Pero engañóse mucho en su creencia, porque apenas comenzó a amanecer, cuando
llegaron a la venta cuatro hombres de a caballo muy bien puestos y aderezados,
con sus escopetas sobre los arzones. Llamaron a la puerta de la venta, que aún
estaba cerrada, con grandes golpes; lo cual visto por don Quijote desde donde aún
no dejaba de hacer la centinela, con voz arrogante y alta dijo:
-Caballeros, o escuderos, o quienquiera que seáis, no tenéis para qué llamar a las
puertas deste castillo; que asaz de claro está que a tales horas, o los que están
dentro duermen, o no tienen por costumbre de abrirse las fortalezas, hasta que el
sol esté tendido por todo el suelo. Desviaos afuera, y esperad que aclare el día, y
entonces veremos si será justo, o no, que os abran.
-¿Qué diablos de fortaleza o castillo es éste -dijo uno-, para obligarnos a guardar
esas ceremonias? Si sois el ventero, mandad que nos abran; que somos
caminantes que no queremos más de dar cebada a nuestras cabalgaduras y pasar
adelante, porque vamos de priesa.
-¿Paréceos, caballeros, que tengo yo talle de ventero? -respondió don Quijote.
-No sé de qué tenéis talle -respondió el otro-; pero sé que decís disparates en
llamar castillo a esta venta.
-Castillo es -replicó don Quijote-, y aun de los mejores de toda esta provincia; y
gente tiene dentro que ha tenido cetro en la mano y corona en la cabeza.

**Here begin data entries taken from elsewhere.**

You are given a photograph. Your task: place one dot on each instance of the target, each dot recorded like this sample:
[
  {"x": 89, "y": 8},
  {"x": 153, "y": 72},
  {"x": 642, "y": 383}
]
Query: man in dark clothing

-Mejor fuera al revés -dijo el caminante-: el centro en la cabeza y la corona en la
mano. Y será, si a mano viene, que debe de estar dentro alguna compañía de
representantes, de los cuales es tener a menudo esas coronas y cetros que decís;
porque en una venta tan pequeña, y adonde se guarda tanto silencio como ésta, no
creo yo que se alojan personas dignas de corona y cetro.
-Sabéis poco del mundo -replicó don Quijote-, pues ignoráis los casos que suelen
acontecer en la caballería andante.
Cansábanse los compañeros que con el preguntante venían del coloquio que con
don Quijote pasaba, y así, tornaron a llamar con grande furia; y fue de modo, que
el ventero despertó, y aun todos cuantos en la venta estaban, y así, se levantó a
preguntar quién llamaba. Sucedió en este tiempo que una de las cabalgaduras en
que venían los cuatro que llamaban se llegó a oler a Rocinante, que melancólico y
triste, con las orejas caídas, sostenía sin moverse a su estirado señor; y, como, en
fin, era de carne, aunque parecía de leño, no pudo dejar de resentirse y tornar a
oler a quien le llegaba a hacer caricias; y así, no se hubo movido tanto cuanto,
cuando se desviaron los juntos pies de don Quijote, y, resbalando de la silla, dieran
con él en el suelo, a no quedar colgado del brazo; cosa que le causó tanto dolor,
que creyó, o que la muñeca le cortaban, o que el brazo se le arrancaba; porque él
quedó tan cerca del suelo, que con los extremos de las puntas de los pies besaba la
tierra, que era en su perjuicio, porque, como sentía lo poco que le faltaba para
poner las plantas en la tierra, fatigábase y estirábase cuanto podía por alcanzar al
suelo, bien así como los que están en el tormento de la garrucha, puestos a toca,
no toca, que ellos mesmos son causa de acrecentar su dolor, con el ahínco que
ponen en estirarse, engañados de la esperanza que se les representa, que con poco
más que se estiren llegarán al suelo.